憑著侯海洋的身手完全可以反抗,他心念數轉,知道若是反抗,這個殺人罪也就跑不掉了。等到手銬被戴上的時候,侯海洋見到最後一位便衣將手槍放回槍套,暗叫一聲僥倖,然後道:「我進門時,光頭老三已經遇害了。」
一位便衣問:「你過來做啥事?」
侯海洋道:「我剛剛上樓,先到二樓找前臺問了老三在不在,就在幾分鐘前,你們可以核實。然後上樓,隨後你們就上來了。」
便衣輕蔑地看了他一眼,道:「你手上的血是怎麼來的?」
侯海洋道:「我是上來揍光頭老三的,上樓時,他坐在單人沙發上,我抓住他的衣領給了一拳,手上的血是抓衣領時染上的。」
詢問了幾句,便衣冷冷地道:「你要如實說,這是殺人的事,說得脫走得脫,說不脫就走不脫。」
侯海洋回頭看了一眼光頭老三的房間,道:「我相信法律,不是我做的事情,終究不會賴在我的頭上。」
嶺西市東城分局會議室裡,煙霧繚繞,分管刑偵的陸副局長桌前擺了一個菸缸,裡面有十來個菸頭。
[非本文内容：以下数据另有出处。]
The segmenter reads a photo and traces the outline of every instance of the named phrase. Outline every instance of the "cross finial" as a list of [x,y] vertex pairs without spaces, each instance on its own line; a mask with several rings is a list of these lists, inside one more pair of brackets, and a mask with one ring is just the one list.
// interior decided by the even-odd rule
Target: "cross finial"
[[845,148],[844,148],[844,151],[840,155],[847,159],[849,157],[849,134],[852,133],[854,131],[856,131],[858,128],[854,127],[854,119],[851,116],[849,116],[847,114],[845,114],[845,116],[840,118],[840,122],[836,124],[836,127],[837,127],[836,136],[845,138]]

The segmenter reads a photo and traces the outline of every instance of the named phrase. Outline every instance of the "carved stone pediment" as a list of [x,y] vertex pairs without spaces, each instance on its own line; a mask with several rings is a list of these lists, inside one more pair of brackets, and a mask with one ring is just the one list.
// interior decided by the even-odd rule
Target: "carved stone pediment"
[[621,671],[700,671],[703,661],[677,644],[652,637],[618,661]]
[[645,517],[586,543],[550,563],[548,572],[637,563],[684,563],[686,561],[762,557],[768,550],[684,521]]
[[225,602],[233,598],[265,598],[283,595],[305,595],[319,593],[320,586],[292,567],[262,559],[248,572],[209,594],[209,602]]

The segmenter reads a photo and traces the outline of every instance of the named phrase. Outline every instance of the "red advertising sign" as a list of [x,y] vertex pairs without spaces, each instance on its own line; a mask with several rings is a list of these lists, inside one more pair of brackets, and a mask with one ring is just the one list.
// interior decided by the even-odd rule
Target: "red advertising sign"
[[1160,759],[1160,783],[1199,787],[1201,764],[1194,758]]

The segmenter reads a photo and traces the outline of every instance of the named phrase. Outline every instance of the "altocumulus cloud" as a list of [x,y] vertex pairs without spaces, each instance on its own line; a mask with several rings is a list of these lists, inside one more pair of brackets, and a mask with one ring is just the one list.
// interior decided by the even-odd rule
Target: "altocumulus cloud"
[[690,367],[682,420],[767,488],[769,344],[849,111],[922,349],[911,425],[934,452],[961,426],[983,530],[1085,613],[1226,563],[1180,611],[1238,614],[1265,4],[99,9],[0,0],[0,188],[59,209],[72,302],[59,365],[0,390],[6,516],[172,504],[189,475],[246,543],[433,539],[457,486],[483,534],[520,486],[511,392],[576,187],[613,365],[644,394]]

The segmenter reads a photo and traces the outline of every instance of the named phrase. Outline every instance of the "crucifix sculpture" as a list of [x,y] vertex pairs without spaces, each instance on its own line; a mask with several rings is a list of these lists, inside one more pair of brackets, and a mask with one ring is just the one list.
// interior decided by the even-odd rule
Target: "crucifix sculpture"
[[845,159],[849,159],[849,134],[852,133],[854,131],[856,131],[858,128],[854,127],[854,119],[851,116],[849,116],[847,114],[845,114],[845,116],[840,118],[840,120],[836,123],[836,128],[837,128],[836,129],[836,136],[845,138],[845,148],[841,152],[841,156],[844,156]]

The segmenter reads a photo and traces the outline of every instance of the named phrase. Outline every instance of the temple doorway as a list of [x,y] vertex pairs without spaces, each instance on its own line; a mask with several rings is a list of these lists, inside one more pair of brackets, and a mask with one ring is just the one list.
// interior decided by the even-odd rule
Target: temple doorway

刑警支隊長老高道:「侯海洋出現在現場,手掌上有光頭老三的血,光頭老三座機上最後一個電話就是打給侯正麗的,侯正麗就是侯海洋的姐姐。據查,光頭老三與侯正麗未婚夫張滬嶺有經濟上的往來,張滬嶺在廣州跳樓死了,光頭老三就找侯正麗還錢。兩人沒有談妥,光頭老三將侯正麗在嶺西的房子砸了,打傷了侯正麗。」
陸副局長抖了抖菸灰,道:「你的意思是侯海洋存在殺人動機?」
老高道:「殺人的動機很複雜,有時一件小事都會惹來殺身之禍,砸屋打人,憑著這兩條,侯海洋報復殺人說得過去。現在最大的問題就是兇器,光頭老三是被人用刀割開喉嚨,現場沒有找到兇器。侯海洋嘴巴硬,不承認是他殺人,更別提交代兇器。」
「你們在現場抓到他時,他正朝外走,應該沒有處理兇器的時間。」陸副局長眉毛有著職業性的川字紋,道,「這是關鍵處,搞不清楚,這案子就不明不白。」
老高道:「我們沒有找到兇器,並不是說沒有。我觀察了一會兒,七樓左邊窗子是公路,來往的貨車很多,若是這小子將刀子朝窗外一扔,恰好落到貨車上面,我們就永遠找不到這把刀。世界之大,無奇不有,遇到這種事也正常。」
陸副局長搖了搖頭,道:「你這個思路有點問題,若他是預謀殺人,就會將細節想清楚,不會先到二樓前臺去問光頭老三的去向。若他是激情殺人,就不會想好處理兇器的細節。」
開了一個小時的會,兇器成了案件的關鍵,這個間題解決不了,案件便要懸著。
會議結束以後,陸副局長單獨將老高留在了辦公室,兩人繼續抽著煙。陸副局長道:「老高,光頭老三的父親是省政府前領導,退休多年,影響還在,今天人大和政府都有人打電話過問此案,我們都有壓力。」
老高道:「我也接到電話,他們追問案情的進展,要求嚴懲兇手。」
陸副局長道:「兇手自然要繩之以法,但是我覺得侯海洋從其筆錄、現場和旁證等幾個方面,他都不太像是兇手。當然,他目前還脫不了干係,嫌疑最大,我們不能冤枉一個好人,也不能放掉一個壞人。」
「這個老滑頭,還不是等於沒說。」老高知道責任還在自己身上,和陸副局長又扯了幾句,離開了分局辦公大樓。
在一間陰暗的小屋裡,侯海洋吐了嘴裡的血,渾身都在發痛。自從在光頭老三家裡被戴上手銬以後,他就下定決心:「無論受多大的罪,也不能承認是自己殺人,否則就完了。」他戴著反銬,無法行動,強自己著眼,讓身體放鬆,以儲存體力。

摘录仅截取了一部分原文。